En 2006, Guillaume Gallienne interprète Saint François, le divin jongleur de Dario Fo, dans la mise en scène de Claude Mathieu. En 2007, la Naissance du jongleur est dit par Catherine Hiegel, en prologue au spectacle composé de farces du Moyen Âge, Une confrérie de farceurs, mis en scène par François Chattot et Jean-Louis Hourdin au Théâtre du Vieux- Colombier.

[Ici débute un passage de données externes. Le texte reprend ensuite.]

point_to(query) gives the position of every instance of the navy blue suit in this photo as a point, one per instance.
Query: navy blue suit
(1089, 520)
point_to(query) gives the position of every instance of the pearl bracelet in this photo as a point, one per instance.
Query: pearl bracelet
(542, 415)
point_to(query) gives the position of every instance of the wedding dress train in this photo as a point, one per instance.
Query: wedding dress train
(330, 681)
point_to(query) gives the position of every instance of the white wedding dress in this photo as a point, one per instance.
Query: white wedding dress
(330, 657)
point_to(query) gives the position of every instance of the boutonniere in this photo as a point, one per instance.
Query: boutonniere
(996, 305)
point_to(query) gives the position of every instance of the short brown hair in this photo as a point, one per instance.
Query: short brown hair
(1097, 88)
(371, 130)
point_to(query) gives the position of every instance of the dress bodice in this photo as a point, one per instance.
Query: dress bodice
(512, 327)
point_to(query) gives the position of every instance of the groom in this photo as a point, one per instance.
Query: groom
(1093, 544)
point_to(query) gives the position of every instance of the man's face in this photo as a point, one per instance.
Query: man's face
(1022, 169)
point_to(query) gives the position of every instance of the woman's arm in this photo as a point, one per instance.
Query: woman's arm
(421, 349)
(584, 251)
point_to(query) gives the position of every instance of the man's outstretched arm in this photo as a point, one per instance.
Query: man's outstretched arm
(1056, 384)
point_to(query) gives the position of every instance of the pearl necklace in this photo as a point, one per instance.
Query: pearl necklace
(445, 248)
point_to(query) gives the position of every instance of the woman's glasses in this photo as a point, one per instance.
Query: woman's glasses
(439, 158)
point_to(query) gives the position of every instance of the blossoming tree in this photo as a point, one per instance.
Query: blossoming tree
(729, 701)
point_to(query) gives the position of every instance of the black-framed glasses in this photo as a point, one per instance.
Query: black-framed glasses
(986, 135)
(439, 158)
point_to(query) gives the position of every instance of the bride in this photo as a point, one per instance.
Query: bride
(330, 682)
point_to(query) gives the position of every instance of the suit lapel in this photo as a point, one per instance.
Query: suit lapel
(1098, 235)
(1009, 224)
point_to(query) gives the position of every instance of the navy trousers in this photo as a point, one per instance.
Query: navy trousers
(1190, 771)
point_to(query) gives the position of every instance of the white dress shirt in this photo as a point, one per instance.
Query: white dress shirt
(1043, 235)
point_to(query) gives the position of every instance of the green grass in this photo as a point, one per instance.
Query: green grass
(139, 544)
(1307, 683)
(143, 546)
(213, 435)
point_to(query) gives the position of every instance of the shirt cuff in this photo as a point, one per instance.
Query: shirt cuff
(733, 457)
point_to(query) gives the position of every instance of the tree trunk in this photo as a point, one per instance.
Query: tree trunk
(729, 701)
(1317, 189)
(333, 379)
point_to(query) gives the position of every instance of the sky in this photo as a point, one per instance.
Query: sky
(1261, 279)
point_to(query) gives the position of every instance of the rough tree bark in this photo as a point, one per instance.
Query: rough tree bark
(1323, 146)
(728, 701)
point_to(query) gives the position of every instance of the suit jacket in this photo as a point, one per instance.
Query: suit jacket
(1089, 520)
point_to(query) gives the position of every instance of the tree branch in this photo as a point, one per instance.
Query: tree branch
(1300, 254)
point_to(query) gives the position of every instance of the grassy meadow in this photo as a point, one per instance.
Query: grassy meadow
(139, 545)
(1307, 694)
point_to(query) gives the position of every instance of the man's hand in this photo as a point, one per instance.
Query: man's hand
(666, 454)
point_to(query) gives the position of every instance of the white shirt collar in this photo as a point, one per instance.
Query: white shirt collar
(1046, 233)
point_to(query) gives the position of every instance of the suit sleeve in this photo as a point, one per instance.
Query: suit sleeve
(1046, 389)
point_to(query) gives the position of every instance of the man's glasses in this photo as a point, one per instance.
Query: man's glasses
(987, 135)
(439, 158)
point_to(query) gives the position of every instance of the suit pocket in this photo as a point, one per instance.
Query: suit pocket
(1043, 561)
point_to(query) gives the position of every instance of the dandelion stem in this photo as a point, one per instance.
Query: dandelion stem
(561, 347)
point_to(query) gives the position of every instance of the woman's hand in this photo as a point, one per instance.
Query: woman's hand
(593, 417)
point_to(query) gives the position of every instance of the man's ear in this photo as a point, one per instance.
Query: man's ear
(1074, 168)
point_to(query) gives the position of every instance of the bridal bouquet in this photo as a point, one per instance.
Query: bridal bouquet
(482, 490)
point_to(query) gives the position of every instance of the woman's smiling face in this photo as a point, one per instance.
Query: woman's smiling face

Dario Fo, auteur du Répertoire de la Comédie-Française

Mystère bouffe entre au répertoire de la Comédie-Française en 2010 (4).
Les auteurs étrangers appartenant au répertoire sont nombreux, mais il est rare qu’ils y entrent de leur vivant. C’est le cas de Goldoni ou Samuel Beckett, mais pour des pièces écrites en Français. C’est sous le mandat de l’administrateur Émile Fabre que le répertoire s’ouvre plus largement aux auteurs étrangers, notamment à deux auteurs vivants : Gabriele D’Annunzio (1883-1938) dont on monte La Torche sous le boisseau en 1927 et Sir James Barrie (1860-1937) pour La Vieille Maman en 1927. En 1943 sous l’Occupation, l’administrateur Jean-Louis Vaudoyer est contraint de faire une place à la programmation allemande. Iphigénie à Delphes de Gerhart Hauptmann (1862-1946), choisi pour célébrer les quatre-vingt ans de l’auteur, est à dessein intégré dans un cycle sur Iphigénie (Euripide, Goethe) afin d’atténuer le caractère officiel et politique de cette programmation. Plus proche de nous, le Britannique Tom Stoppard (né en 1937) est entré au répertoire en 1998 avec Arcadia, Harold Pinter (1930-2008) en 2000 avec Le Retour.
Que Mystère bouffe entre au répertoire est paradoxal et démythifie la notion de répertoire, puisque le texte, loin d’être figé dans une version définitive, n’a pas cessé d’être modifié depuis la première représentation en 1969. On peut dire qu’il s’agit moins d’un texte que d’un répertoire de « jongleries » dans lequel on pioche pour composer une représentation. C’est donc un texte mouvant qui entre au répertoire, issu de la tradition du théâtre populaire, un texte qui s’est enrichi et transformé au contact du public.

  • (1) « Farcir la farce », dans Le Médecin malgré lui / Le Médecin volant, de Molière, illustrations de Dario Fo tirées de ses carnets de mise en scène, Imprimerie Nationale éditions, 1991.
  • (2) Article de Guy Dumur, Le Nouvel Observateur, 14 juin 1990.
  • (3) Dario Fo, « Du canevas à la farce moliéresque, entretien avec Dario Fo », in Comédie-Française, n° 186, juin 1990.
  • (4) Toute oeuvre, de quelque époque qu'elle soit, peut être inscrite au répertoire de la Comédie-Française par le comité de lecture, sur proposition de l'administrateur général. Elle n'entre ensuite au répertoire que lorsqu'elle est jouée sur la scène principale du Français, aujourd'hui la Salle Richelieu. Les pièces jouées par les Comédiens-Français en dehors de cette salle, notamment au Théâtre du Vieux-Colombier et au Studio-Théâtre ne sont pas concernées.